This document is relevant for: Inf2, Trn1, Trn2

nki.compiler.sbuf.alloc#

nki.compiler.sbuf.alloc(func)[source]#

Allocate SBUF memory space for each logical block in a tensor using a customized allocation method.

This is one of the NKI direction allocation APIs. We recommend reading NKI Direct Allocation Developer Guide before using these APIs.

In NKI, a SBUF tensor (declared using NKI tensor creation APIs) can have three kinds of dimensions, in order: logical block(B), partition(P), and free(F). The partition and free dimensions directly map to the SBUF dimensions. Both B and F can be multi-dimensional, while P must be one-dimensional per Neuron ISA constraints. The block dimension describes how many (P, F) logical tiles this tensor has, but does not reflect the number of physical tiles being allocated.
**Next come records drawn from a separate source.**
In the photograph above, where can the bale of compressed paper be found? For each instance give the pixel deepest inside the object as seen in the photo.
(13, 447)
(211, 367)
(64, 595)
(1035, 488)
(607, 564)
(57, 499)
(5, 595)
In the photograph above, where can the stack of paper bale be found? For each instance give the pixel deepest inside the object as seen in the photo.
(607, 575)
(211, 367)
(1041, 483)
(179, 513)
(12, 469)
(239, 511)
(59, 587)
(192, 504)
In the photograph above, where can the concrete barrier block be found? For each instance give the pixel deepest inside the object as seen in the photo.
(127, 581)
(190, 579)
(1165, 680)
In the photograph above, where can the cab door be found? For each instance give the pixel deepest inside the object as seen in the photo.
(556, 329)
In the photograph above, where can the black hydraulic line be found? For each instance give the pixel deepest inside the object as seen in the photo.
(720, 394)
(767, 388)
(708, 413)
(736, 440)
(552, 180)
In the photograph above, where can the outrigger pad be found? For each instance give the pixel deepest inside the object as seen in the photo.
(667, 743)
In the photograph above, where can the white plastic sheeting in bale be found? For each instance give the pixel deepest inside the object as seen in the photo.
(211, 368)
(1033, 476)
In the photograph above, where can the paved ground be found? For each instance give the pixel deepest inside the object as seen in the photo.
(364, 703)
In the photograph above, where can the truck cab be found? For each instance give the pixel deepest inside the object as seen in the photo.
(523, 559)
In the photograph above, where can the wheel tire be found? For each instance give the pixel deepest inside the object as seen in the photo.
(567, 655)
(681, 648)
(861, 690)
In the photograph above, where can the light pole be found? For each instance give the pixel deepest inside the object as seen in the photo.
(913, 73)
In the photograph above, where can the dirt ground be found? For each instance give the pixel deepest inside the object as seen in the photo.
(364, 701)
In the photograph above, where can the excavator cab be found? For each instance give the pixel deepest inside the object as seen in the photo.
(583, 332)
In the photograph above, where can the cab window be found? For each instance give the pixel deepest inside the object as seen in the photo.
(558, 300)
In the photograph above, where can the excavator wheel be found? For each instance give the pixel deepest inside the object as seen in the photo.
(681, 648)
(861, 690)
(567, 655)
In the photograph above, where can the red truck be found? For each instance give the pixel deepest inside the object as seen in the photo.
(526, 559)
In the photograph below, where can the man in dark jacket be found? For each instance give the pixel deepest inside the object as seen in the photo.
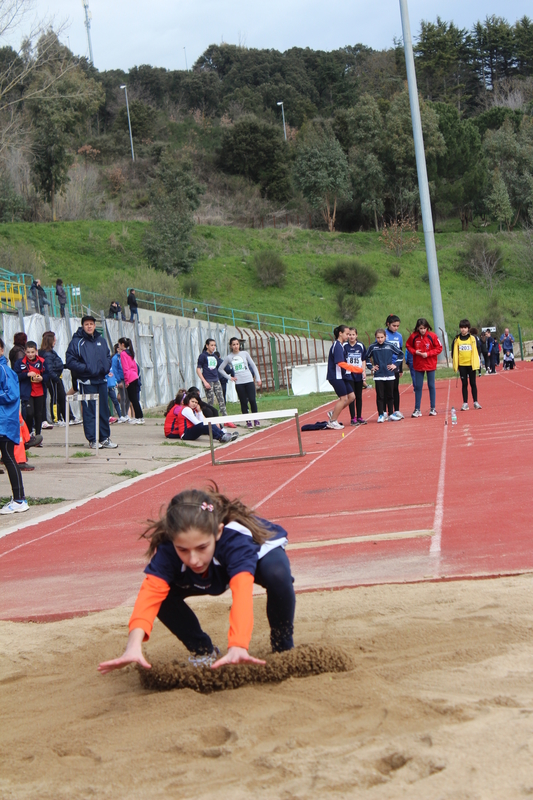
(89, 358)
(132, 302)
ncc.sbuf.alloc should be assigned to the buffer field of a NKI tensor declaration API. For example,

nki_tensor = nl.ndarray((4, 8, nl.par_dim(128), 4, 32), dtype=nl.bfloat16, buffer=ncc.sbuf.alloc(...))

ncc.sbuf.alloc allows programmers to specify the physical location of each logical tile in the tensor. The API accepts a single input func parameter, which is a callable object that takes in:

  1. a tuple of integers idx representing a logical block index,

  2. an integer pdim_size for the number of partitions the logical tile has, and

  3. an integer fdim_size for the number of bytes the logical tile has per partition.
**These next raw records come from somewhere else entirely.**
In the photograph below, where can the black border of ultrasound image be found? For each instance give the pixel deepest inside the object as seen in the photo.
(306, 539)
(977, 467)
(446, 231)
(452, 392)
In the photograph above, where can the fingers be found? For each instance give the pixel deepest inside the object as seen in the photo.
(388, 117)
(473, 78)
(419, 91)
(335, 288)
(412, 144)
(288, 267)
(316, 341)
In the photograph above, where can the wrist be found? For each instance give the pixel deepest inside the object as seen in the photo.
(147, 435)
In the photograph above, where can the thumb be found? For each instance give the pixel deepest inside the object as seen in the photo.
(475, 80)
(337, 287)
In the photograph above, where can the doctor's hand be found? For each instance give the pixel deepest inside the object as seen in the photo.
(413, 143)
The number of integers in idx must match the number of B dimensions the SBUF tensor has. For example, for the above nki_tensor, we expect the idx tuple to have two integers for a 2D block index.

pdim_size should match the partition dimension size of the NKI tensor exactly. fdim_size should be the total size of F dimension shapes of each logical tile in the tensor, multiplied by the data type size in bytes. For the above sbuf_tensor, pdim_size should be 128, and fdim_size should be 4*32*sizeof(nl.bfloat16) = 256 bytes.

The func callable must return a tuple of two integers (start_partition, byte_addr) indicating the physical tile location for the input logical block index. start_partition indicates the lowest partition the physical tile allocation starts from and must follow the these ISA rules:

  • If 64 < pdim_size <= 128, start_partition must be 0

  • If 32 < pdim_size <= 64, start_partition must be 0 or 64

  • If 0  < pdim_size <= 32, start_partition must be one of 0/32/64/96

The byte_addr indicates the byte offset into each partition the physical tile starts from. On NeuronCore-v2, a valid byte_addr can be any integer values from 0 (inclusive) to 192KiB-16KiB=(192-16)*1024 (exclusive). 192KiB is the physical size of a SBUF partition (defined in architecture guide) and 16KiB is allocated for compiler internal usage. In addition, the base_addr must be aligned to nki.language.constants.sbuf_min_align.

Note

In current release, programmers cannot mix NKI tensor declarations using automatic allocation (ncc.sbuf.auto_alloc() or the PSUM variant) and direction allocation APIs (ncc.sbuf.alloc(), ncc.sbuf.mod_alloc() or the PSUM variants) in the same kernel.

Parameters:

func – a callable object to specify how to place the logical block in SBUF memory.

This document is relevant for: Inf2, Trn1, Trn2